Alfuzosin hydrochloride was not studied in patients below the age of 2.
Of the total number of subjects in clinical studies of UROXATRAL, 48% were 65 years of age and over, whereas 11% were 75 and over. No overall differences in safety or effectiveness were observed between these subjects and younger subjects, but greater sensitivity of some older individuals cannot be ruled out [see Clinical Pharmacology]
Systemic exposure was increased by approximately 50% in pharmacokinetic studies of patients with mild, moderate, and severe renal impairment [see Clinical Pharmacology]. In phase 3 studies, the safety profile of patients with mild (n=172) or moderate (n=56) renal impairment was similar to the patients with normal renal function in those studies.

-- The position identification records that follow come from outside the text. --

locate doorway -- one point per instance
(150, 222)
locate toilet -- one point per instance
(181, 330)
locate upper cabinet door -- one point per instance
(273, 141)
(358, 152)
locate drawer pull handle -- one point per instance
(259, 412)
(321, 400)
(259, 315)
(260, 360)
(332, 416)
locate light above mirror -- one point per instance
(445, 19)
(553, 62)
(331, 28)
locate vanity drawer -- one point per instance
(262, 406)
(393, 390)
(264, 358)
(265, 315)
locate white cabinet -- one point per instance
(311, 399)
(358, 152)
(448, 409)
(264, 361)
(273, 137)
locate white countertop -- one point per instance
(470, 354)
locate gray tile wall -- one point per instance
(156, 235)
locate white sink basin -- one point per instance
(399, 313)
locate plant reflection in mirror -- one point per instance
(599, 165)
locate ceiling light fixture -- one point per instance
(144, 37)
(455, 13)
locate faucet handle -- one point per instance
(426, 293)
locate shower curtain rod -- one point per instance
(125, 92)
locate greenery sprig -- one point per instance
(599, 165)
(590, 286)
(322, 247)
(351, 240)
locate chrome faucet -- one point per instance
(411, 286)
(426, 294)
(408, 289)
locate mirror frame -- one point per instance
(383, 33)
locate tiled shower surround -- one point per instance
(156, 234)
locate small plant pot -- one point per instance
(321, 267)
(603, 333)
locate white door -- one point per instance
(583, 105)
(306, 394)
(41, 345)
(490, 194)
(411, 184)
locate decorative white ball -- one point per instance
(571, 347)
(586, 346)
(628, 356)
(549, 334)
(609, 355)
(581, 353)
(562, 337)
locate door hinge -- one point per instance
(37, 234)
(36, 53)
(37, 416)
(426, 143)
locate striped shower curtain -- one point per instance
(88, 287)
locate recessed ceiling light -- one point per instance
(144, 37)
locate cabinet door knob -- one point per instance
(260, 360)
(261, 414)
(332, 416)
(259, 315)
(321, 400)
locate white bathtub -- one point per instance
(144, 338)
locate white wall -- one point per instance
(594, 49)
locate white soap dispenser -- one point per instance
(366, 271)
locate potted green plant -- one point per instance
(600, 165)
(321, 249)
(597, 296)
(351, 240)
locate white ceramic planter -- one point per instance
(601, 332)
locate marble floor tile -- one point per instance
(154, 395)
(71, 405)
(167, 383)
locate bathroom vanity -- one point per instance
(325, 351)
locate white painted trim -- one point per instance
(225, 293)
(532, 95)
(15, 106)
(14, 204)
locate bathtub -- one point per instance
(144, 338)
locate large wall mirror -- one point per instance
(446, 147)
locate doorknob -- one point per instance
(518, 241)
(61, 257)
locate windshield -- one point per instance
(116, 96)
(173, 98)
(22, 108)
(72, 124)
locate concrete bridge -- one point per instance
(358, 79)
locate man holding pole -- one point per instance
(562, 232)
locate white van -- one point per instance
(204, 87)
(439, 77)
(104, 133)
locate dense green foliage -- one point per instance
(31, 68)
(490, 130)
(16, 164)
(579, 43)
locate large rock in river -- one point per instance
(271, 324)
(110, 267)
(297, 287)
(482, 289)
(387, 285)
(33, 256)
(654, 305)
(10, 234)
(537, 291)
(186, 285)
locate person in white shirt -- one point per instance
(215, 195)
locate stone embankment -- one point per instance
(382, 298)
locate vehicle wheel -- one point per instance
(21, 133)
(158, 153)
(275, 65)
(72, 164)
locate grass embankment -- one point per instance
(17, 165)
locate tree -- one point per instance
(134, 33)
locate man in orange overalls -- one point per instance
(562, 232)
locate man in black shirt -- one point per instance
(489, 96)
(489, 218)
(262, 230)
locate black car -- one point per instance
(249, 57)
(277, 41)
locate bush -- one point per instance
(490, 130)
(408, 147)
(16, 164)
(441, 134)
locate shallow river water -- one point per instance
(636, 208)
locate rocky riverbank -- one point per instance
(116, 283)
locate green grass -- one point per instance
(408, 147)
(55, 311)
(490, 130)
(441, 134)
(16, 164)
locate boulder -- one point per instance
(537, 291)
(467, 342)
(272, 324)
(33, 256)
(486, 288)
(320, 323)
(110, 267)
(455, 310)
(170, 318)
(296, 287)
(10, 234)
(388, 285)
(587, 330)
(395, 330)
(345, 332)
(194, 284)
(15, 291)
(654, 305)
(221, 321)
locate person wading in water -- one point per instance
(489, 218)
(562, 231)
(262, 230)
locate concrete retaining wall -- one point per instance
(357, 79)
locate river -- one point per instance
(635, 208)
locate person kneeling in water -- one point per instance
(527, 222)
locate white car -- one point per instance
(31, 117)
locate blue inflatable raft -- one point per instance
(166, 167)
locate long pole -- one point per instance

Safety data are available in only a limited number of patients (n=6) with creatinine clearance below 30 mL/min; therefore, caution should be exercised when UROXATRAL is administered in patients with severe renal impairment [see Warnings and Precautions].
The pharmacokinetics of UROXATRAL have not been studied in patients with mild hepatic impairment. UROXATRAL is contraindicated for use in patients with moderate or severe hepatic impairment [see Contraindications (4), Warnings and Precautions and Clinical Pharmacology].